When you manually change the audio or subtitle track for a specific movie or episode, Norri remembers that choice. The next time you play the same item, your previous selection is applied automatically instead of the default language preferences.

This is useful for content you always want to watch a certain way. For example, if you switch a particular anime film to Japanese audio with English subtitles, Norri remembers that combination for that film. Your global preferences still apply to everything else.

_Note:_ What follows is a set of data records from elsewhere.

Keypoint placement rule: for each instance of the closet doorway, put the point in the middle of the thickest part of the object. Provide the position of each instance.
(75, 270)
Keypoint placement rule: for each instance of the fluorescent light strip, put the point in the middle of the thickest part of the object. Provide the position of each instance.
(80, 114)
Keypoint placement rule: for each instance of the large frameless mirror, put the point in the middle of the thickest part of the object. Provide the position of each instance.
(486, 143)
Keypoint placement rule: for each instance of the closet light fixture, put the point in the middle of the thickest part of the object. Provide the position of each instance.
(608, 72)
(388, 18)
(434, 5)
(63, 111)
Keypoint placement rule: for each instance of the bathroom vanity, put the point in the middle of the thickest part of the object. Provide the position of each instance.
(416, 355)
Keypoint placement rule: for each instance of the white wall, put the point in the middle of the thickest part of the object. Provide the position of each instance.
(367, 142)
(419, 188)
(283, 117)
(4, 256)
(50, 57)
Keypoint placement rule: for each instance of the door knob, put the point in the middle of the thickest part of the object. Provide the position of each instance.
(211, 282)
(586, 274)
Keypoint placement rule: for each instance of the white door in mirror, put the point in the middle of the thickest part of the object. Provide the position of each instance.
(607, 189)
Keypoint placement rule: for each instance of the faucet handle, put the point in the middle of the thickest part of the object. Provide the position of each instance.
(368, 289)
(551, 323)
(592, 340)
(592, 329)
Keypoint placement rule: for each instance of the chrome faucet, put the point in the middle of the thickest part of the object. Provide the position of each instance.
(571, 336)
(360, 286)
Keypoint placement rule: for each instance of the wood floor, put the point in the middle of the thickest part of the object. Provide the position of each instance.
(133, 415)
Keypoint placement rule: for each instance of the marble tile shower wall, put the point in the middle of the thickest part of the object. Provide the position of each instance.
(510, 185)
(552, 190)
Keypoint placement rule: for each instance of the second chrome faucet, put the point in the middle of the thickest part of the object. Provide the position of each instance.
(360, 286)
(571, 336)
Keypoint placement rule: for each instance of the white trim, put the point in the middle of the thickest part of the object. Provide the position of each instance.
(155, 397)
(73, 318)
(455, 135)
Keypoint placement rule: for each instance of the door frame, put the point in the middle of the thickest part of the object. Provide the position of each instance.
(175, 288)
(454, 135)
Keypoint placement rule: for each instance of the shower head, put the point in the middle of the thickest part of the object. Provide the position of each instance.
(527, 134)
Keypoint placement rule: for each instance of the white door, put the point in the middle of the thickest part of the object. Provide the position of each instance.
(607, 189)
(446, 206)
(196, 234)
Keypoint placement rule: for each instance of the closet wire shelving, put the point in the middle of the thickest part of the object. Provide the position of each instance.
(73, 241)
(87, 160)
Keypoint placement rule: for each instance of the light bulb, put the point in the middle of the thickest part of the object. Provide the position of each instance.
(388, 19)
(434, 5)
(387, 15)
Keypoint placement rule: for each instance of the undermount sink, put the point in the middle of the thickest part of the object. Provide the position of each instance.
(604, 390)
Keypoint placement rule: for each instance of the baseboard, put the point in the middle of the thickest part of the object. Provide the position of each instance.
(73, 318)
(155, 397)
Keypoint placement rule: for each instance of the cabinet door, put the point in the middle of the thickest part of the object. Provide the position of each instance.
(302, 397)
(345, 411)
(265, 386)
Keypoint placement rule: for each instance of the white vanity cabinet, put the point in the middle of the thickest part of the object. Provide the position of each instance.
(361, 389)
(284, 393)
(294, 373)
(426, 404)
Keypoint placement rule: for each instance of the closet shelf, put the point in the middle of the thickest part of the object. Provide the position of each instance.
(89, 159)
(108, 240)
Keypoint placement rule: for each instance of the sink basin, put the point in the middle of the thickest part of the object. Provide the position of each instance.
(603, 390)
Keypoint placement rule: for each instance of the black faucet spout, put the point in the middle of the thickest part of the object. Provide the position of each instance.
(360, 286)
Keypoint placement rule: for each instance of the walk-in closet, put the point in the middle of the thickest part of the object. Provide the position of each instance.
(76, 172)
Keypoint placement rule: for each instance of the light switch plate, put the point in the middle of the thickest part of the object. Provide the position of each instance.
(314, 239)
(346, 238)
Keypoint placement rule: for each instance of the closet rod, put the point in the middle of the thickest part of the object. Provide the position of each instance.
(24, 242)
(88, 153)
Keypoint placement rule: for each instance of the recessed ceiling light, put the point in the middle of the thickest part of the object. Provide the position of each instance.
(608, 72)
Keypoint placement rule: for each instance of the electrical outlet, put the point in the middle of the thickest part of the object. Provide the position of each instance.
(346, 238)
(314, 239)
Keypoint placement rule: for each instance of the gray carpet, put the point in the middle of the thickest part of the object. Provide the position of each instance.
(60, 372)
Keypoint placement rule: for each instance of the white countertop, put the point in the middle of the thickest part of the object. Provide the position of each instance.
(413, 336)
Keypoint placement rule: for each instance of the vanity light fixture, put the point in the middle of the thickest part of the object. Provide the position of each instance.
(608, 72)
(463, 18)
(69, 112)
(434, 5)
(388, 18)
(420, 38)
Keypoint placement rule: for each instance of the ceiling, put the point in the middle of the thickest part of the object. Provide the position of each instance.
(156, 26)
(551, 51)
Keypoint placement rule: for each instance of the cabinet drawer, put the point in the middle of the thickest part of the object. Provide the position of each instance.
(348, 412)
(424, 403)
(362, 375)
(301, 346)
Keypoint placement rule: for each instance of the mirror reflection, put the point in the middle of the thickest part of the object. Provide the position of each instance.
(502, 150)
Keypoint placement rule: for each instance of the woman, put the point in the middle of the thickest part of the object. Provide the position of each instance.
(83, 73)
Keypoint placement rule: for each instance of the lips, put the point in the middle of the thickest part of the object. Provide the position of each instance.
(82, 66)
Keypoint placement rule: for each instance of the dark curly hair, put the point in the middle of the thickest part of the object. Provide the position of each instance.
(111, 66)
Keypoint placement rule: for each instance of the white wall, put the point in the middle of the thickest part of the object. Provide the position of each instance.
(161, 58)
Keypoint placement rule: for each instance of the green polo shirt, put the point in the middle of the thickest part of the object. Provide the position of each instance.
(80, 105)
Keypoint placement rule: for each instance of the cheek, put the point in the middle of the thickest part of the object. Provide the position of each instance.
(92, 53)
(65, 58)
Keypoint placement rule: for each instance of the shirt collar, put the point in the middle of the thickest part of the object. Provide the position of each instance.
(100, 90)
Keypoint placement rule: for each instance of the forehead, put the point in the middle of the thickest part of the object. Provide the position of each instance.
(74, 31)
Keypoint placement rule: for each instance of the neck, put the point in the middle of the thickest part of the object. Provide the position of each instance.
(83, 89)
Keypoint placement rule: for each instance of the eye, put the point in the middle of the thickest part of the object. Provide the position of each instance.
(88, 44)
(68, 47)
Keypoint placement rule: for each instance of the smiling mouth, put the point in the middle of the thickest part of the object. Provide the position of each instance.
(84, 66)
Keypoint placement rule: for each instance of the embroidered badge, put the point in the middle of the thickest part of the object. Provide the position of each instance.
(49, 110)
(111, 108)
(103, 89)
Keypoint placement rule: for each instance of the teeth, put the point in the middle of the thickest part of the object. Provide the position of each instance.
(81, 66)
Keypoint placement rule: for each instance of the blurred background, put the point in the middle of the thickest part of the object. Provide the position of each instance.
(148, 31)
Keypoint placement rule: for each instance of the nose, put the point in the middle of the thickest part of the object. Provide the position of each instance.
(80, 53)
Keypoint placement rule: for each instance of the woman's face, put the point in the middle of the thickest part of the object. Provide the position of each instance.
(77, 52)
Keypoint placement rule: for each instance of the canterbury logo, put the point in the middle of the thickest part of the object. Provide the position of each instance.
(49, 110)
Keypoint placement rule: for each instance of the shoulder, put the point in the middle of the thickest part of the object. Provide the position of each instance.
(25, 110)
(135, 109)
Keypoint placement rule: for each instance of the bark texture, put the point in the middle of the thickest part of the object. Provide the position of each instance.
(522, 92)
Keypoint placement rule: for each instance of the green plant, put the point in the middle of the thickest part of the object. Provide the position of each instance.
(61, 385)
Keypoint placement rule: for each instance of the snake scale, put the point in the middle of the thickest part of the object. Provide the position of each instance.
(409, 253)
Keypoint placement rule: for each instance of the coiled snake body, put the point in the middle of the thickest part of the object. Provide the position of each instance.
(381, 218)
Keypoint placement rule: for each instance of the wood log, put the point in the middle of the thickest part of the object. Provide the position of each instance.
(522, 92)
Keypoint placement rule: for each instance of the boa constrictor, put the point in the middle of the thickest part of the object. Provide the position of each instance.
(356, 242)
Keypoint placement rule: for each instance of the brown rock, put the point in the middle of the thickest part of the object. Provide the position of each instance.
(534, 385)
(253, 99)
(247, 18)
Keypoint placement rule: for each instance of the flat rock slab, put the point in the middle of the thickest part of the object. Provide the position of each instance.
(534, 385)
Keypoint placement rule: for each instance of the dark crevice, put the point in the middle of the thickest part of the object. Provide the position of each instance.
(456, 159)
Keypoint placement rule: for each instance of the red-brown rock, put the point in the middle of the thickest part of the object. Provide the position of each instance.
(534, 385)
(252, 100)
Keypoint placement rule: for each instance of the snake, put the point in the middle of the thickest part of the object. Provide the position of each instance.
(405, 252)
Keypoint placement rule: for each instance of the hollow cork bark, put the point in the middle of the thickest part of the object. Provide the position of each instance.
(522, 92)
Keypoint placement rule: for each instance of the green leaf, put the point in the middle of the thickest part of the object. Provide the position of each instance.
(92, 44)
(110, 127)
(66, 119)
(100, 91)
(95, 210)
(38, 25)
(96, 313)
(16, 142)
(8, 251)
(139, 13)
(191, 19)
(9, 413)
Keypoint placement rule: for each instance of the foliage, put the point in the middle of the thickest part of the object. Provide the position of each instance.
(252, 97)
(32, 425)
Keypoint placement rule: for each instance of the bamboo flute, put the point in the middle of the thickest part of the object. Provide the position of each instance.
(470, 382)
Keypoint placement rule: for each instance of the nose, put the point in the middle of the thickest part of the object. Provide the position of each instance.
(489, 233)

Sticky selections are per-user. Other users on the same server have their own independent preferences and selections.

Troubleshooting

Subtitles not appearing

  1. Check that a subtitle track is actually selected in the player settings menu, under Subtitles.
  2. If you expected subtitles to appear automatically, check your subtitle mode in Settings → Playback. The default mode is Auto, which only shows full subtitles when the audio language differs from your preferred language.
  3. Some scenes genuinely have no subtitled dialogue. Gaps of a minute or more are common in action sequences

Two tracks with the same language name

This usually means the file contains both a full dialogue track and a forced/narrative track (or a CC/SDH track) in the same language. The detail page dropdown shows the track title which should distinguish them. In the player settings menu, the subtitle submenu also uses the full track title.

Styled subtitles appear plain

Ask an admin to check Settings → Transcoding → Burn In Styled Subtitles. When this setting is off, ASS and SSA subtitles are converted to plain WebVTT where possible, so fonts, colors, positioning, and effects are not preserved.

External subtitles are not selected automatically

Ask an admin to check Settings → Transcoding → Prefer External Subtitles. When this setting is off, Norri may select an embedded subtitle track first if it is the best language and mode match.

Audio track in the wrong language

Check your preferred audio language in Settings → Playback (Web Client section). Norri selects the best available track matching that language, preferring tracks your device can play natively (to avoid unnecessary transcoding) and tracks with an appropriate channel count for your audio output.

Audio playing in stereo when 5.1 is available

Check the Audio Output setting in Settings → Playback. If it shows Stereo, either the auto-detection determined your output is stereo, or a previous override is in effect. Change it to 5.1 Surround if you have a surround sound setup.